Let’s all become cavemen

I just came across a statement made by a prominent industry figure about how WS-* is becoming so complex that it is not practical to implement a WS-* architecture with no tool/stack support. Well, what’s wrong with relying on tools/stacks? Isn’t that how humans have made progress? That is, a specialized few focus on a complex area and produce a useful package that can be used by others in tackling completely different complexity etc. Does a construction engineer have to understand the inner workings of all construction tools? Seems to me that if we start eschewing tools as a principal, we will all end up more or less cavemen. I’d rather use tools.

Comments (6)

  1. damien morton says:

    If a clear and simple standard, designed (amongst other things) to reduce the number of tools required, becomese so complex than a tool is required to manage the complexity of the standard, then it has likely failed.

  2. Uwe Keim says:

    Maybe the author of the statement sees a "humanly-understandable" technology move into something complex and is complaining about the missing simplicity that was so sexy about the original architecture?

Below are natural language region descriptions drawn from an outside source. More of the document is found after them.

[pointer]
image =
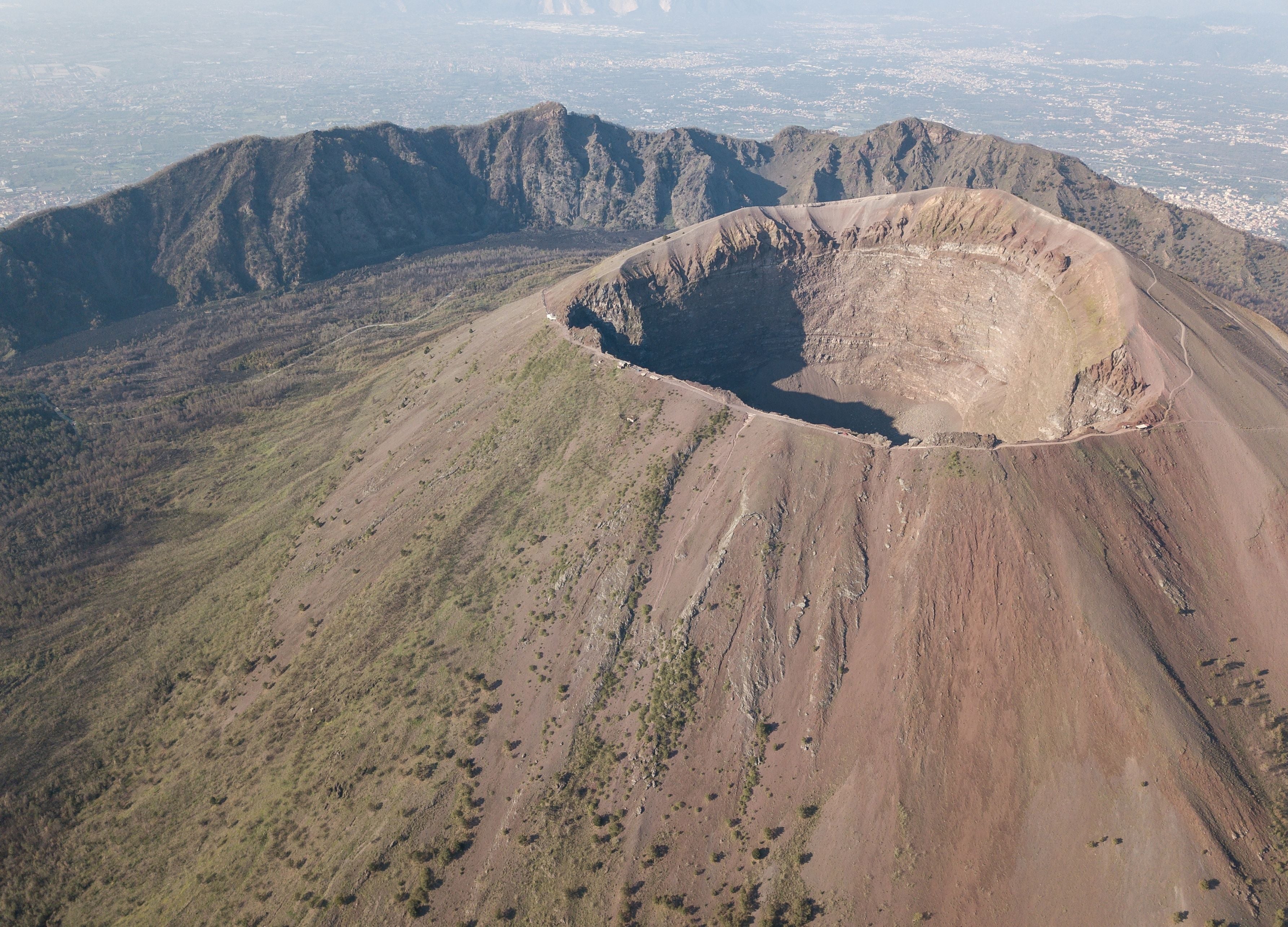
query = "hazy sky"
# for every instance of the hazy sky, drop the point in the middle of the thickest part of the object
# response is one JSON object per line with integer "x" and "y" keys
{"x": 100, "y": 93}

  3. I’m assuming you mean that when we had just SOAP things were comparatively clear and simple. Well, you can still build apps today and into the foreseeable future using just SOAP. I think of SOAP as the basic versatile wrench. No one is taking that away. But some people want more advanced technologies to help them solve problems they encounter in building their business apps. WS-* technologies are aimed at that. The idea is that you use only what you need. Because the problems are often hard, the solutions end up being more complex than say just plain SOAP. But the tools/stacks are supposed to abstract that complexity and make it easier to deal with.

  4. Peter da Silva says:

    Over the years I’ve found myself over and over again left out on a limb when some company discontinued or changed some component that I was depending on, so I had to go back and either re-implement it, or modify my code to remove the dependency, or to use an alternate tool. It doesn’t matter what the platform is, UNIX, Windows, Mac, or embedded systems, if you can eliminate a dependency you eliminate an opportunity for the f-up fairy to show up.

    BTW, you have a problem with your CSS in this page. It probably looks OK in IE because of the way IE expands enclosing boxes, but in other browsers div#centercontent is overlaid by div.footer and so the .Text and ASP.net buttons are sitting right on top of Yasser Sohoud’s message.

  5. Yasser, See following URL’s for an example of standards work getting stuck because of tools support:



    Problem is tools are not yet ready for those on the bleeding edge.



  6. If the statement I came across was "stack/tool support for WS-* sucks today and needs to improve significantly before it’s widely adopted" I would’ve completely bought that. I agree that stacks/tools have a loong way to go. I disagree with the principal that relying on stacks/tools is evil.